The jury was left with a hard choice: Around 160 female graduates from 25 countries competed this time for Deutsche Telekom's Women's STEM Award 2021. Now the decision has been made. Hira Siddiqui emerged as this year's overall winner.
It is always exciting anew. And always moving. Huge joy at the winnings, and contagious enthusiasm for STEM: For the eighth time, Telekom presented its awards for the final theses of talented female graduates. MINT stands for mathematics, information technology, natural sciences and technology.
The aim of the awards: to highlight role models and, above all, to get more women interested in these subjects. I had the privilege of interviewing this year's overall winner for telekom.com. It was a long and, for me, very interesting conversation in which I again learned a lot. In my eyes, Hira Siddiqui is just such a role model. The 25-year-old already completed her bachelor's degree in Pakistan, then her master's degree at the TU Dresden. Her topic: credentials as a service (CaaS). She loves software and blockchain and is fascinated by the fact that the best digital developments can reach an audience of millions. Get to know her and her topic better in the interview!
Sure, as a man I'm out in terms of award, also my education had nothing to do with STEM. But I've been in a technical industry for a long time now - and the topic of women in STEM professions touches me. Because after many conversations, their barriers to entry are becoming increasingly clear to me. Not everyone finds it easy to enter what used to be male domains, to bring in their perspective. I also find that difficult in some circles, but I don't think it's comparable here.
Diverse view needed for human-centered technology
Perhaps there are certain codes that boys are given from home and from an early age? Codes that make them more confident, especially among their peers? Codes that carry over into their professional lives? Take start-ups, for example, which apply for venture capital in front of investors. Among investors, double standards are applied, Alexander Hirschfeld, head of research at the German Start-up Association, tells the FAZ: "Women are perceived differently in the process of pitching, of presenting their start-up: While men who go a little further out on a limb are often described as courageous or willing to take risks, women are more likely to be attributed with inexperience or naivety in such situations." Statistics show what this leads to: 70 percent of startups in Germany are run by men. Another question is whether it is really accepted among women that they also fill the role of mother in addition to their professional role. Or that they are addressed far too little with STEM topics from an early age, from the toy industry to job ads and the media? What's likely is this: there are multiple reasons why women are underrepresented in STEM subjects and professions in many countries. Yet, Hira aptly says, the brains are the same after all.

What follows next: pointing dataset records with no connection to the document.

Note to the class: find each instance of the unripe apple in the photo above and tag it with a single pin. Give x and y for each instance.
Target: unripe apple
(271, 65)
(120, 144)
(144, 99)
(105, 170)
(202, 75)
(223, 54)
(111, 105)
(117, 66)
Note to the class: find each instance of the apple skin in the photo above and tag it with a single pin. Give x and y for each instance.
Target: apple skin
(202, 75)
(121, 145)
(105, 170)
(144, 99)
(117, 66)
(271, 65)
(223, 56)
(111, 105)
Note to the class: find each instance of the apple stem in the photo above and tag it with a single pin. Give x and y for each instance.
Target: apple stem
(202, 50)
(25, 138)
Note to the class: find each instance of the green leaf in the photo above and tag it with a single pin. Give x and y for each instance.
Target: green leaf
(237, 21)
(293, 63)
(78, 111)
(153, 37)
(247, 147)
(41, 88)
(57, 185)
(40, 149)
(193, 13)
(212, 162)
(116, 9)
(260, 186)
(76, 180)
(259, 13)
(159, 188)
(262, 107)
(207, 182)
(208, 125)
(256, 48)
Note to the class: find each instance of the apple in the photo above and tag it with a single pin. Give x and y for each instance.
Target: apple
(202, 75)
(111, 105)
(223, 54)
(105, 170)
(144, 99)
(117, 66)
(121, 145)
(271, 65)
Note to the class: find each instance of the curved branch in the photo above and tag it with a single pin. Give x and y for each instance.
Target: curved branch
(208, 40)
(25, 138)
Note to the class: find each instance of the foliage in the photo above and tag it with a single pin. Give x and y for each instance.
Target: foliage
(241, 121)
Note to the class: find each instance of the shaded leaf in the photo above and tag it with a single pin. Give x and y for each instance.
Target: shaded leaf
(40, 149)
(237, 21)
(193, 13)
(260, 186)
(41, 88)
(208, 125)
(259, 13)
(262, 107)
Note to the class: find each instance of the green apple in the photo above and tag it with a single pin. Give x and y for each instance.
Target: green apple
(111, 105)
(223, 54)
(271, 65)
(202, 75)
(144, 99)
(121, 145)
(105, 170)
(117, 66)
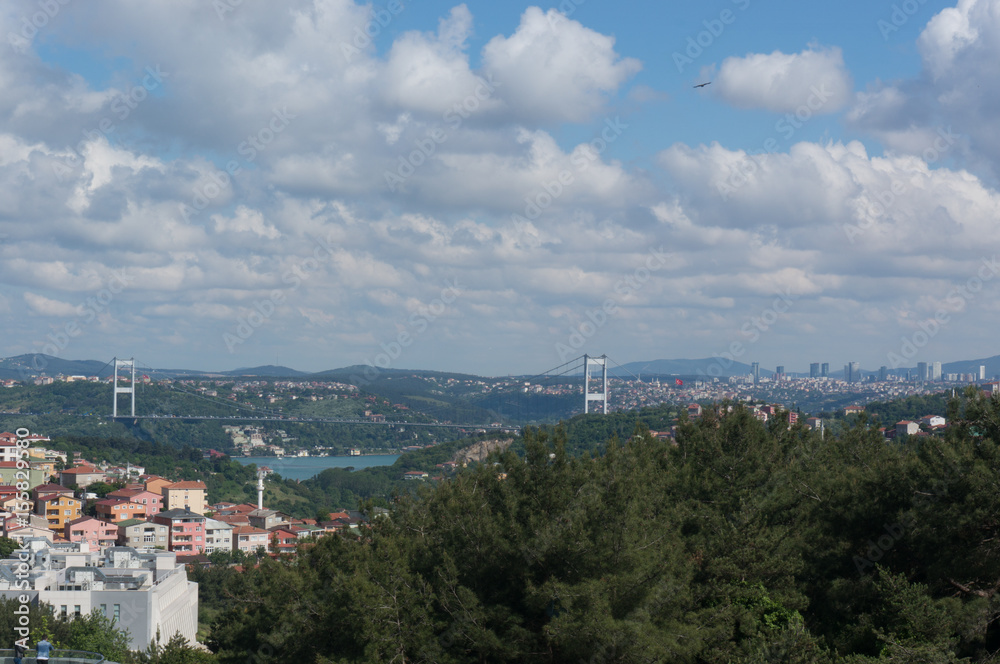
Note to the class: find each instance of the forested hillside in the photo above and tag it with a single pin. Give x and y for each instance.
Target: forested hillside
(745, 542)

Tech companies like Telekom can't afford such hurdles for women, either on the board or among employees. We're committed to human-centered technology - #HumancenteredTechnology - and it's not the result of homogeneous groups, but of diverse people in a team. Artificial Intelligence (AI), for example: “Hardly any technology reflects us creators, us humans so much as AI. Our data, experiences, thinking but also our prejudices. Therefore ist is so important to have female STEM talents who take care of that topic, think about it and develop interesting solutions”, emphasized Claudia Nemat, our Chief Technology & Innovation Officer, as she congratulated all the winners. She is a physicist and patron of the Deutsche Telekom Women MINT Award. Mixed teams are not only important at Deutsche Telekom. Just look at the universe: Just 65 women among the 560 people who have already been up there, starting with Yuri Gagarin exactly 60 years ago. Swiss Radio and Television (SRF) puts it in an exemplary way with regard to research in space: "This means that studies - in medicine, for example - are carried out on the average man. The resulting data is then also applied to women - with sometimes fatal consequences when we think about the dosage of medicines."

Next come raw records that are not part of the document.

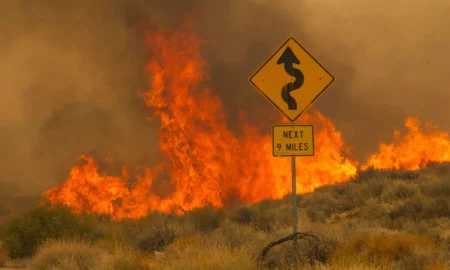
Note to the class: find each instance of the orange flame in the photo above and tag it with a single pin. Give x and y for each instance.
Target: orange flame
(413, 151)
(208, 163)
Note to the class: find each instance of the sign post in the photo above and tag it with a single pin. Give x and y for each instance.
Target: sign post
(292, 80)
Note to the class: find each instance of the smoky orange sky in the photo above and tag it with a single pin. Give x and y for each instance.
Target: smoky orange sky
(71, 71)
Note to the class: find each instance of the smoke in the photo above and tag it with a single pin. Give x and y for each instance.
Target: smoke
(71, 72)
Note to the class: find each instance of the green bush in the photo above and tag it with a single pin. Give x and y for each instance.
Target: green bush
(23, 233)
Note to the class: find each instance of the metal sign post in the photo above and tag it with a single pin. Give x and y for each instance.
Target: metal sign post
(292, 79)
(294, 200)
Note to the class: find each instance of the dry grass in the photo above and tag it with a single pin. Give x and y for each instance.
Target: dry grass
(390, 220)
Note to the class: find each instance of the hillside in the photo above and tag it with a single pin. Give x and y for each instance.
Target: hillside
(379, 220)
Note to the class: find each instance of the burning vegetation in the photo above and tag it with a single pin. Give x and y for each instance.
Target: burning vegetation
(208, 163)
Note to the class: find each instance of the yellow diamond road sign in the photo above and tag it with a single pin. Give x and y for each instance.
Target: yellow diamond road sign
(293, 140)
(291, 79)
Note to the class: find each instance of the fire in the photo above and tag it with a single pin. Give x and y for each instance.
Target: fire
(207, 162)
(414, 150)
(210, 164)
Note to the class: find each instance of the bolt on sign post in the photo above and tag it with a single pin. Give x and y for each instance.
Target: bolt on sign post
(292, 79)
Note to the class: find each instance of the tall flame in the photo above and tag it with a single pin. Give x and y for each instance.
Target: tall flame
(206, 161)
(414, 150)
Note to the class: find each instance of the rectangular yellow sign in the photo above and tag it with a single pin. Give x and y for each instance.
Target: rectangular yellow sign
(293, 140)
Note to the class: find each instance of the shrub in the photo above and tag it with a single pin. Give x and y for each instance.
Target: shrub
(440, 188)
(236, 235)
(400, 190)
(183, 246)
(411, 209)
(354, 198)
(25, 232)
(319, 206)
(400, 249)
(206, 219)
(244, 215)
(373, 188)
(152, 239)
(219, 258)
(373, 211)
(69, 255)
(3, 257)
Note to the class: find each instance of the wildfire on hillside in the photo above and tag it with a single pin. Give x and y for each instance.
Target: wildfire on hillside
(208, 163)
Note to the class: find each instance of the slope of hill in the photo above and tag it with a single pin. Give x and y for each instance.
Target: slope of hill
(379, 220)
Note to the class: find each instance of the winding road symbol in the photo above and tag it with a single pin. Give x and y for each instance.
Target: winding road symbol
(288, 58)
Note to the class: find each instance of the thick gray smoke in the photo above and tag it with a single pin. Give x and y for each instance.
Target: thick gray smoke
(70, 72)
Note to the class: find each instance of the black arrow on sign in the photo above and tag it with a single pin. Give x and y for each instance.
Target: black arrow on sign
(288, 58)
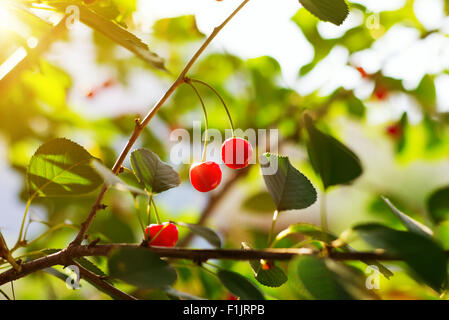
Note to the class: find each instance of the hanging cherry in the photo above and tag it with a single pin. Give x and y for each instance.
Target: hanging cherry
(381, 92)
(205, 176)
(162, 235)
(236, 153)
(394, 130)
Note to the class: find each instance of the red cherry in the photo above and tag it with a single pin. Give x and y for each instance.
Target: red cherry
(394, 130)
(205, 176)
(163, 235)
(267, 265)
(363, 73)
(236, 153)
(381, 93)
(91, 94)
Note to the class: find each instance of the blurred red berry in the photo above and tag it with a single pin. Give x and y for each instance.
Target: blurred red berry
(109, 83)
(381, 93)
(91, 94)
(394, 131)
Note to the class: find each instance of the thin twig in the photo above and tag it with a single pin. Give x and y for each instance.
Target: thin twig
(105, 286)
(66, 256)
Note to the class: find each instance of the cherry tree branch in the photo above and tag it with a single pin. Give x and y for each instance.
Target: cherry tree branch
(104, 286)
(140, 125)
(65, 257)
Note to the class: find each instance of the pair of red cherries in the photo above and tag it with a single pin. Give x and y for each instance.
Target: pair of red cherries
(235, 153)
(204, 176)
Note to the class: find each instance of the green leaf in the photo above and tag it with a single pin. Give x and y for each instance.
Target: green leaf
(141, 267)
(411, 224)
(423, 255)
(288, 187)
(316, 280)
(157, 176)
(90, 266)
(117, 34)
(61, 167)
(178, 29)
(438, 205)
(273, 277)
(315, 233)
(171, 292)
(206, 233)
(113, 181)
(307, 230)
(334, 11)
(240, 286)
(259, 202)
(332, 160)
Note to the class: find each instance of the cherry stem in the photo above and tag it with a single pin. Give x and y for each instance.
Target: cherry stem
(158, 219)
(206, 135)
(273, 224)
(222, 101)
(323, 213)
(158, 233)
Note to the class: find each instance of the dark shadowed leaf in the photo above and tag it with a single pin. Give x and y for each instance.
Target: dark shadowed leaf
(113, 181)
(310, 231)
(180, 295)
(332, 160)
(156, 175)
(334, 11)
(425, 257)
(178, 29)
(288, 187)
(240, 286)
(438, 205)
(141, 267)
(259, 202)
(84, 262)
(61, 167)
(272, 277)
(307, 230)
(206, 233)
(323, 279)
(411, 224)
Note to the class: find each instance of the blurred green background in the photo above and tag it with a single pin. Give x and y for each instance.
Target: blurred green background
(379, 83)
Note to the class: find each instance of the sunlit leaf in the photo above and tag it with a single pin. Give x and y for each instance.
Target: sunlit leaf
(113, 181)
(423, 255)
(141, 267)
(333, 161)
(288, 187)
(240, 286)
(61, 167)
(270, 277)
(156, 175)
(206, 233)
(438, 205)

In my job, I often talk to female software and artificial intelligence specialists, inventors, engineers, and enthusiasts who want to change the world. This has changed my perspective. Their enthusiasm infected me, and I too take away a message for conversations with younger people in private circles: Look around at what the world has to offer you. Don't exclude anything from the outset. Claudia Nemat often appeals to everyone at our company to remain curious, and she summed it up at the awards ceremony as well: "Curiosity is so much at the core what drives us humans." Also role models are so important in this. Here's another role model from the awards ceremony, among all the other honorees: Chathurangi Ahangama from Sri Lanka, awarded the special prize for participants from emerging countries. She created an exciting application for "Li-Fi," or light as a transmission medium in telecommunications - specifically, a working system for music and other audio transmissions. It makes people take advantage of the properties of light: low radiation, sufficient capacity, reliability and range. Exciting.